The U.S.-based Axios news website reported on April 3, citing informed sources, that the Biden administration had spoken with its European partners and Israeli officials about a “temporary agreement” with the Islamic Republic.
Under the U.S. “temporary agreement,” Iran is to halt some of its nuclear activities, including enriching uranium to 60 percent, in exchange for easing sanctions. However, Tehran has reportedly rejected the proposal.
When asked during a recent interview what impact enriching uranium to 60 percent had on the nuclear talks, the head of the Atomic Energy Organization of Iran (AEOI), Mohammad Eslami, said: “It had a noticeable effect. When you possess a conspicuous tool, it is natural that it would affect the quality of the talks. The result is that they believe you have nuclear [capability], and they cannot eliminate that easily.”
“We can enrich uranium to any purity any time we want. It is the sign of our power,” Mr.

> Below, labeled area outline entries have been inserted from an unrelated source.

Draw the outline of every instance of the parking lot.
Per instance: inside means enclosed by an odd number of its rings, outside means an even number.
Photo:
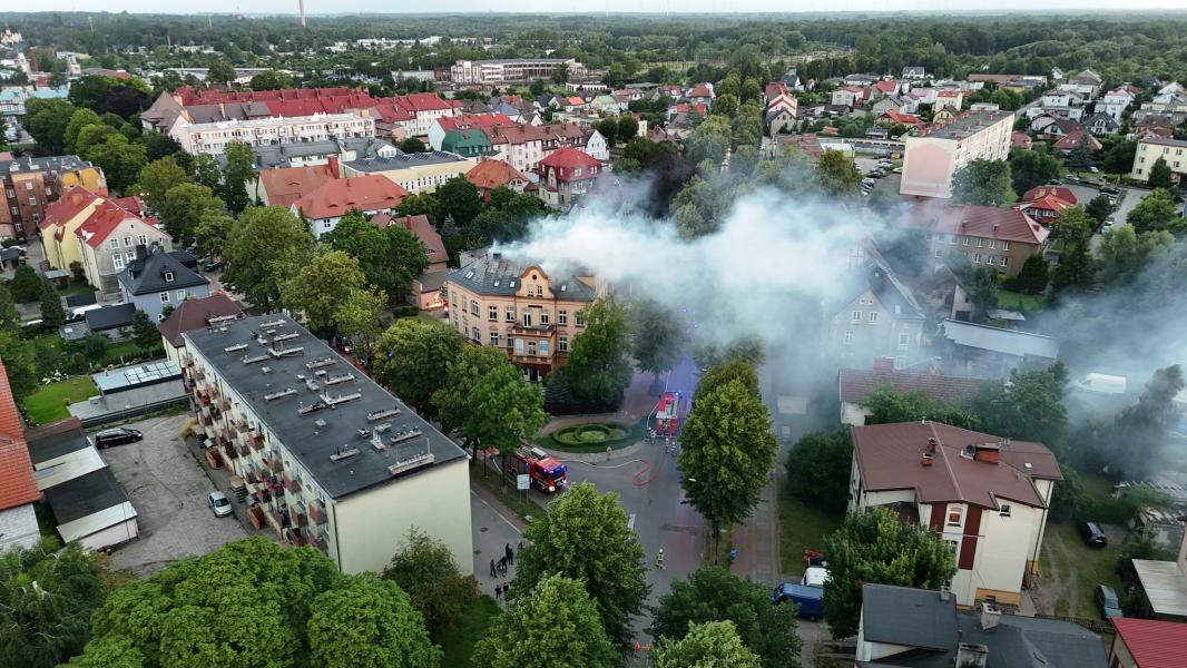
[[[113,553],[113,567],[144,578],[184,556],[247,537],[234,517],[216,519],[207,508],[214,486],[182,440],[189,419],[183,414],[134,422],[128,426],[144,432],[144,440],[101,451],[140,524],[140,537]]]

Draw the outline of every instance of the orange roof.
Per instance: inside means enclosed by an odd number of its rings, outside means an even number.
[[[367,174],[349,179],[329,179],[296,202],[306,217],[337,218],[351,209],[363,212],[394,209],[408,191],[387,177]]]
[[[33,463],[21,431],[17,402],[8,386],[8,373],[0,361],[0,510],[33,503],[42,498],[33,479]]]
[[[519,170],[502,160],[483,160],[465,173],[465,180],[480,190],[493,190],[512,183],[515,179],[527,182]]]
[[[273,206],[291,206],[332,178],[335,173],[329,165],[260,170],[260,184],[268,193],[268,204]]]

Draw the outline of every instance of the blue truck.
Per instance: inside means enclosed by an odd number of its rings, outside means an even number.
[[[824,617],[824,589],[807,587],[794,583],[783,583],[770,590],[770,602],[775,605],[785,602],[799,605],[796,615],[815,622]]]

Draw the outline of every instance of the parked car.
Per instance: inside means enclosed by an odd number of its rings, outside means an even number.
[[[121,445],[125,443],[137,443],[144,438],[140,430],[129,430],[127,427],[115,427],[110,430],[103,430],[95,434],[95,447],[103,448],[112,445]]]
[[[230,500],[221,491],[212,491],[207,495],[207,505],[215,517],[226,517],[231,514]]]
[[[1105,619],[1110,617],[1124,617],[1121,611],[1121,603],[1117,600],[1117,592],[1112,590],[1109,585],[1097,585],[1093,596],[1097,599],[1097,607],[1100,609],[1100,616]]]
[[[1109,545],[1109,536],[1105,535],[1100,524],[1096,522],[1081,522],[1080,535],[1084,536],[1084,542],[1088,547],[1105,547]]]
[[[807,617],[812,622],[824,617],[824,590],[820,587],[783,583],[770,590],[773,604],[779,605],[788,600],[800,606],[795,612],[800,617]]]

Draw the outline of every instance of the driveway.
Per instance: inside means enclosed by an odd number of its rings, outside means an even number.
[[[188,414],[129,425],[144,440],[101,451],[139,513],[140,537],[116,549],[112,566],[138,578],[173,561],[247,537],[234,517],[215,517],[205,496],[214,485],[182,440]]]

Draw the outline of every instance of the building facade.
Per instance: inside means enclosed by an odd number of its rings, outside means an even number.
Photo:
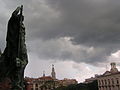
[[[46,76],[43,72],[43,76],[39,78],[25,78],[26,90],[53,90],[61,86],[68,86],[70,84],[77,84],[75,79],[56,79],[56,72],[54,65],[52,65],[51,76]]]
[[[111,63],[110,71],[97,78],[99,90],[120,90],[120,72],[116,63]]]

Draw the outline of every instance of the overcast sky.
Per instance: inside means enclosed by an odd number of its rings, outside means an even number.
[[[0,0],[0,47],[7,22],[24,5],[29,64],[25,75],[58,79],[102,74],[110,62],[120,67],[120,0]],[[106,65],[108,68],[106,68]]]

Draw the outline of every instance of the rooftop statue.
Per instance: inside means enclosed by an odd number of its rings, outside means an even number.
[[[22,5],[17,7],[8,21],[6,48],[0,57],[0,82],[9,78],[11,90],[25,90],[23,79],[28,57],[22,11]]]

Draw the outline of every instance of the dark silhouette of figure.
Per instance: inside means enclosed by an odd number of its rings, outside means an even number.
[[[12,90],[24,90],[24,69],[28,63],[25,44],[23,6],[17,7],[8,21],[6,48],[0,57],[0,77],[11,80]]]

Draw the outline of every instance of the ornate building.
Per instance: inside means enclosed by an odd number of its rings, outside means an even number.
[[[110,71],[106,71],[97,78],[99,90],[120,90],[120,72],[116,63],[111,63]]]
[[[56,79],[54,65],[52,65],[51,76],[46,76],[43,71],[43,76],[39,78],[25,78],[26,90],[53,90],[61,86],[68,86],[70,84],[77,84],[75,79]]]

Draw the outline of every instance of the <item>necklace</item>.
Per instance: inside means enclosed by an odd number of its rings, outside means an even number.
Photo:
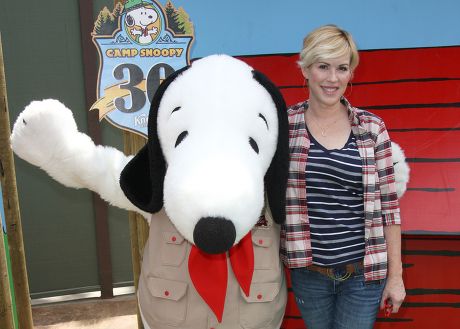
[[[339,118],[337,118],[334,121],[332,121],[330,124],[323,127],[319,124],[319,122],[315,118],[312,117],[312,115],[310,115],[310,119],[312,119],[313,122],[318,126],[319,130],[321,131],[321,136],[323,137],[327,137],[327,133],[326,133],[327,130],[339,120]]]

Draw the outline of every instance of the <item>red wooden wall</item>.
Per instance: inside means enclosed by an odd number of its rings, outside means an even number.
[[[379,314],[376,328],[459,329],[460,47],[360,56],[345,96],[384,119],[411,168],[401,200],[407,297],[398,314]],[[288,105],[308,98],[297,54],[240,58],[269,76]],[[282,328],[304,329],[289,294]]]

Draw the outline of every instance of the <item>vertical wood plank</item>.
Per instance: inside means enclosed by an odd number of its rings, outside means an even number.
[[[11,130],[8,116],[5,67],[3,63],[3,49],[0,36],[0,179],[3,187],[3,205],[11,255],[11,270],[13,273],[19,328],[32,329],[33,321],[30,306],[29,281],[24,253],[14,159],[10,145]]]

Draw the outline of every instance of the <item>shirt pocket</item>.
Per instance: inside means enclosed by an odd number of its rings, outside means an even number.
[[[159,323],[178,326],[187,315],[187,283],[149,277],[152,317]]]
[[[270,270],[278,269],[278,250],[275,250],[273,238],[267,236],[253,235],[254,246],[254,269]]]
[[[187,243],[182,235],[177,232],[163,232],[161,244],[161,264],[180,266],[185,259]]]
[[[265,328],[284,313],[285,300],[280,294],[281,283],[252,283],[249,296],[242,290],[240,323],[245,329]]]

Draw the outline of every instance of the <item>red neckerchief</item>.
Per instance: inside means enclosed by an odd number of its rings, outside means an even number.
[[[251,232],[229,250],[228,257],[241,289],[246,296],[249,296],[254,273]],[[214,312],[217,320],[222,322],[227,293],[227,253],[206,254],[192,245],[188,259],[188,271],[196,291]]]

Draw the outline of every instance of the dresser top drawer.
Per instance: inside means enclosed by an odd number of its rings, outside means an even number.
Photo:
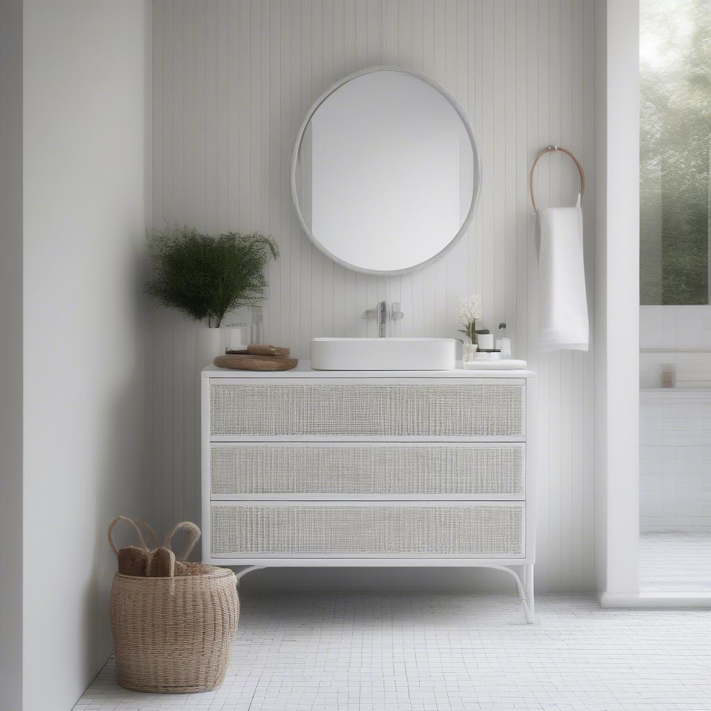
[[[209,381],[213,440],[525,437],[516,381]]]

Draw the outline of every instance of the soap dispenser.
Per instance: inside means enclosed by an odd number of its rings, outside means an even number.
[[[498,331],[496,338],[496,350],[501,351],[502,358],[511,357],[511,339],[506,337],[506,324],[498,324]]]

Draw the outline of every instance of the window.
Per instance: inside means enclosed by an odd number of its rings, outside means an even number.
[[[640,297],[708,304],[711,6],[640,4]]]

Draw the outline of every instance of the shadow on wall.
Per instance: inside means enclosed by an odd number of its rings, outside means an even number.
[[[247,593],[516,592],[506,573],[471,567],[266,568],[248,573],[240,587]]]
[[[148,459],[149,438],[146,429],[147,348],[149,333],[146,316],[146,300],[143,296],[146,274],[144,237],[137,237],[132,273],[134,284],[127,288],[135,294],[132,309],[132,332],[139,334],[130,357],[120,363],[107,359],[107,368],[115,368],[124,378],[114,384],[114,392],[107,394],[111,402],[102,423],[102,440],[96,447],[100,458],[93,464],[97,472],[94,490],[87,491],[90,506],[77,510],[75,515],[85,520],[85,533],[92,552],[91,577],[85,587],[81,606],[82,629],[77,631],[82,641],[82,673],[92,676],[112,650],[109,626],[109,594],[117,570],[116,557],[111,550],[107,531],[111,520],[119,513],[149,519],[150,480]],[[91,387],[90,383],[88,387]],[[159,532],[159,535],[160,535]],[[117,527],[115,540],[119,546],[137,545],[135,536],[127,528]],[[55,545],[61,546],[59,540]]]

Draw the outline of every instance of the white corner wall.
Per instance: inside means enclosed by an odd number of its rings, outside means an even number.
[[[599,0],[596,245],[596,584],[638,593],[639,3]]]
[[[22,709],[68,711],[111,651],[107,527],[148,510],[150,14],[145,0],[23,6]]]
[[[22,703],[22,0],[0,3],[0,706]]]

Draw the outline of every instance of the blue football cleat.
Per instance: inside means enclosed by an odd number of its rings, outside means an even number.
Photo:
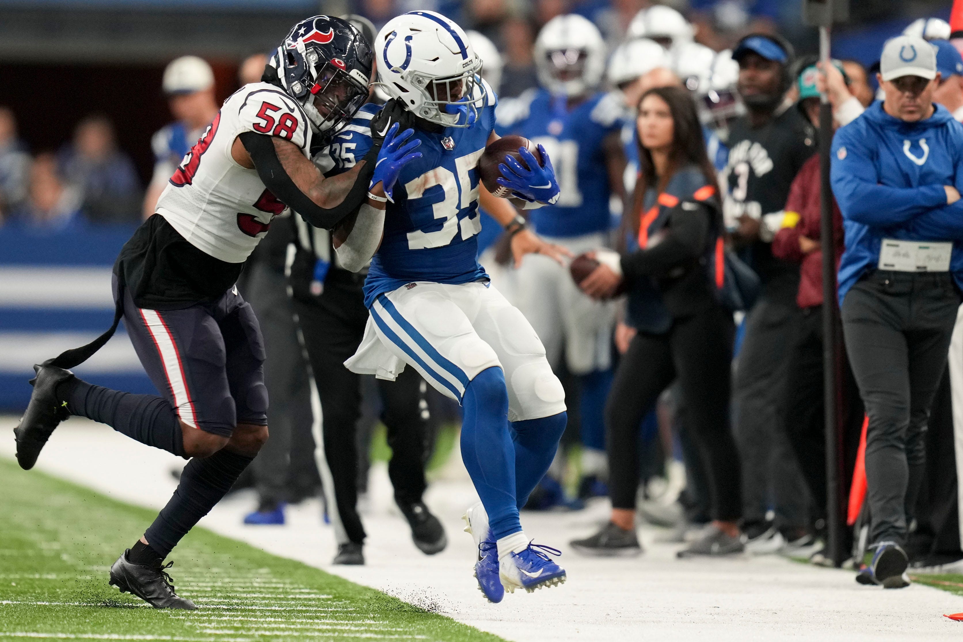
[[[558,586],[565,582],[565,570],[552,561],[546,553],[560,555],[561,552],[550,546],[529,543],[521,552],[513,552],[499,569],[502,584],[509,593],[524,588],[532,593],[543,586]]]
[[[475,578],[479,580],[479,590],[488,602],[498,603],[505,597],[505,587],[502,586],[502,580],[498,576],[498,546],[491,539],[488,515],[480,501],[466,510],[461,519],[467,525],[465,532],[471,533],[478,549]]]
[[[856,576],[860,584],[880,584],[883,588],[905,588],[909,586],[906,567],[909,558],[896,542],[879,542],[873,545],[875,552],[869,566]]]
[[[244,518],[245,524],[256,526],[284,526],[284,504],[278,503],[273,510],[255,510]]]

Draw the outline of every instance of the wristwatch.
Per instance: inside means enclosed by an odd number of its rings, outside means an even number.
[[[515,218],[505,226],[505,231],[508,232],[508,238],[510,239],[528,226],[529,221],[525,219],[525,217],[520,214],[516,214]]]

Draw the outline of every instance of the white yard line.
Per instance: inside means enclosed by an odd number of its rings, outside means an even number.
[[[9,436],[7,431],[14,424],[13,418],[0,419],[0,435]],[[13,448],[13,439],[0,438],[0,454],[12,455]],[[178,462],[183,465],[183,460],[162,450],[74,418],[54,434],[38,468],[118,500],[160,508],[175,486],[169,469]],[[564,552],[561,563],[568,571],[568,581],[531,595],[508,595],[502,603],[489,604],[471,575],[471,538],[461,532],[459,517],[475,499],[471,485],[463,480],[442,481],[429,490],[427,501],[445,523],[450,542],[445,552],[430,557],[411,543],[406,524],[391,505],[389,489],[384,469],[377,467],[371,510],[364,516],[368,540],[367,565],[362,567],[330,564],[334,534],[321,523],[317,501],[289,509],[285,526],[245,526],[242,517],[254,502],[249,494],[241,494],[222,501],[201,525],[517,642],[955,641],[963,634],[963,625],[942,617],[963,611],[963,598],[925,586],[898,591],[863,587],[853,581],[851,573],[772,556],[677,560],[673,546],[652,541],[656,531],[651,529],[641,531],[646,552],[638,558],[595,559],[573,553],[568,540],[591,531],[604,516],[604,506],[581,513],[523,515],[530,537]],[[132,541],[139,534],[131,533]],[[283,581],[268,585],[251,581],[245,586],[236,580],[198,579],[204,586],[227,591],[276,588],[295,592]],[[299,617],[297,611],[351,610],[295,604],[209,603],[207,608],[291,611],[293,618]],[[33,633],[23,633],[29,635]]]

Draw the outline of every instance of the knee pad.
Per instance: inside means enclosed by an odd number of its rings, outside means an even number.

Eslami added.
Although uranium enrichment did not help the nuclear talks to move forward, it enabled the Islamic Republic to sell its oil and meet its needs, particularly given the inaction of the West.
An informed source who wished to remain anonymous told Reuters news agency that the JCPOA was like feeding a patient intravenously, adding, “West does not want to pull out the needle from the patient’s arm. However, there is little hope for a better solution.”